Между тем, я искоса посматривал на мою прекрасную хозяйку. Она ела сверхъестественным образом, нисколько не подражая глупостям девиц, которые стыдятся при людях кушать и сидят за столом, сентиментально сжав губки, как будто девицы не люди и не знают печальной необходимости питаться. В то время лорд Байрон еще не ввел в моду недостатка аппетита у женщин. Прихотливая моя синьора кушала на здоровье, как нельзя лучше. Через несколько минут она опять подошла ко мне, достала из паштета кусок зайца и крылышко фазана и отправилась на свое место; посмотрела на меня пресерьёзно и сказала с важным видом философа, который провозглашает важную истину:
— Восточный ветер ужасно возбуждает аппетит.
— Ваше сиятельство, как кажется, изволите быть одарены славным желудком, — заметил я.
— Да неужели же в пятнадцать лет иметь слабый желудок! — отвечала она.
— Вам пятнадцать лет! — вскричал я, смотра на нее пристально и уронив вилку.
— Пятнадцать лет и два месяца, — отвечала она. — Матушке еще нет тридцати двух лет; она в прошлом году вышла за второго мужа. Не странно ли, что мать выходит замуж прежде дочери? Впрочем, и то сказать, если бы моя миленькая маменька стала ждать, покуда я выйду замуж, она бы успела состариться. Кому придет охота жениться на девушке bella e stupida, хорошенькой, но глупой до крайности!
В серьёзном виде, с которым она надо мной трунила, было столько добродушия, столько веселости. Она, со своими черными глазами и длинными локонами на белой шейке, была такая прелестная шалунья; она притом с такой грациозной, но целомудренной наивностью сидела на своей бархатной подушке, что вся моя недоверчивость, все мои дурные намерения исчезли как дым.
Я хотел было опорожнить графин с вином, чтобы заглушить в себе голос совести. Но тут я оттолкнул от себя графин, оставил тарелку, облокотился на фортепиано и принялся опять ее рассматривать, и притом уже с новой точки зрения.
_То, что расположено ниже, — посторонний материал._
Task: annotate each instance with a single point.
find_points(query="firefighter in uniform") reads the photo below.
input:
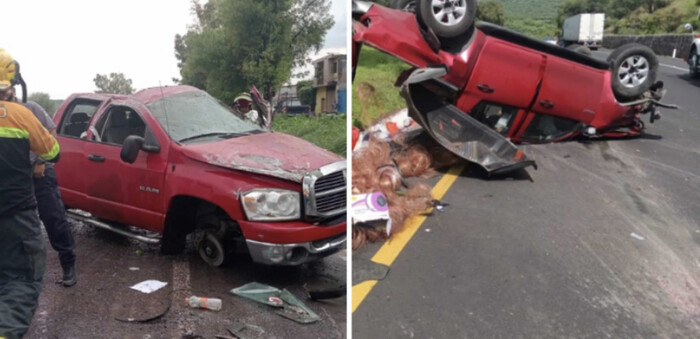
(22, 252)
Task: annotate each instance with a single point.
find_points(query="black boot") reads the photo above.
(69, 278)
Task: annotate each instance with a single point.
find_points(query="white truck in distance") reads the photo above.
(585, 29)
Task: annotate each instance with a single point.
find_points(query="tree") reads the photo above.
(237, 43)
(491, 11)
(115, 83)
(306, 92)
(44, 100)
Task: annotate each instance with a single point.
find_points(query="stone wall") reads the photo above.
(662, 44)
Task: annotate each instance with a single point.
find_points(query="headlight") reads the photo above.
(272, 204)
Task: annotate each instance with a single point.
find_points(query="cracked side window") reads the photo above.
(497, 117)
(545, 128)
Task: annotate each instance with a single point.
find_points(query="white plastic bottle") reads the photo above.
(213, 304)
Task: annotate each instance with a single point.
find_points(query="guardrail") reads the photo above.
(661, 44)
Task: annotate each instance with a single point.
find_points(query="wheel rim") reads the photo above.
(409, 7)
(211, 250)
(693, 64)
(634, 71)
(449, 12)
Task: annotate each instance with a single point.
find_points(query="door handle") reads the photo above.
(485, 88)
(97, 158)
(546, 104)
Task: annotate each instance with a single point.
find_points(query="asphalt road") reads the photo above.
(108, 264)
(601, 242)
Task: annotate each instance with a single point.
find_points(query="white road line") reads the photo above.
(675, 67)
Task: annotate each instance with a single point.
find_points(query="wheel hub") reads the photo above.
(449, 12)
(634, 71)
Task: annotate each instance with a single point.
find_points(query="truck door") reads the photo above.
(504, 73)
(74, 122)
(555, 96)
(119, 191)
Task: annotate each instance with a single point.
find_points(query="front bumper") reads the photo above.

Число пятнадцать перевернуло мои идеи вверх дном. Чтобы составить себе верное понятие о ком бы то ни было, особенно о женщине, я всегда старался узнать ее лета. Ловкость у прекрасного пола растет так скоро, что иногда, по милости нескольких лишних месяцев, простодушие делается коварством и коварство простодушием. До тех пор я все воображал себе, что синьоре Гримани, по крайней мере, лет двадцать, потому что она была так высока, так полна, и притом в ее взгляде, поступи, малейших движениях было столько самоуверенности, что всякий, увидев ее в первый раз, сделал бы тот же самый анахронизм. Но, посмотрев на нее внимательнее, я убедился в своей ошибке. Плечи ее были широки и дородны, но грудь еще не совсем развилась. По всему своему виду она казалась женщиной, но иногда в манерах, в выражении лица проявлялся ребёнок. Один уже ее дюжий аппетит, совершенное отсутствие кокетства, отважная неприличность свидания со мной наедине, которое она нарочно устроила, — все это доказывало мне ясно, что передо мной не женщина, гордая и хитрая, как мне казалось сначала, но шаловливая пансионерка, и я с ужасом отверг мысль употребить во зло ее безрассудность.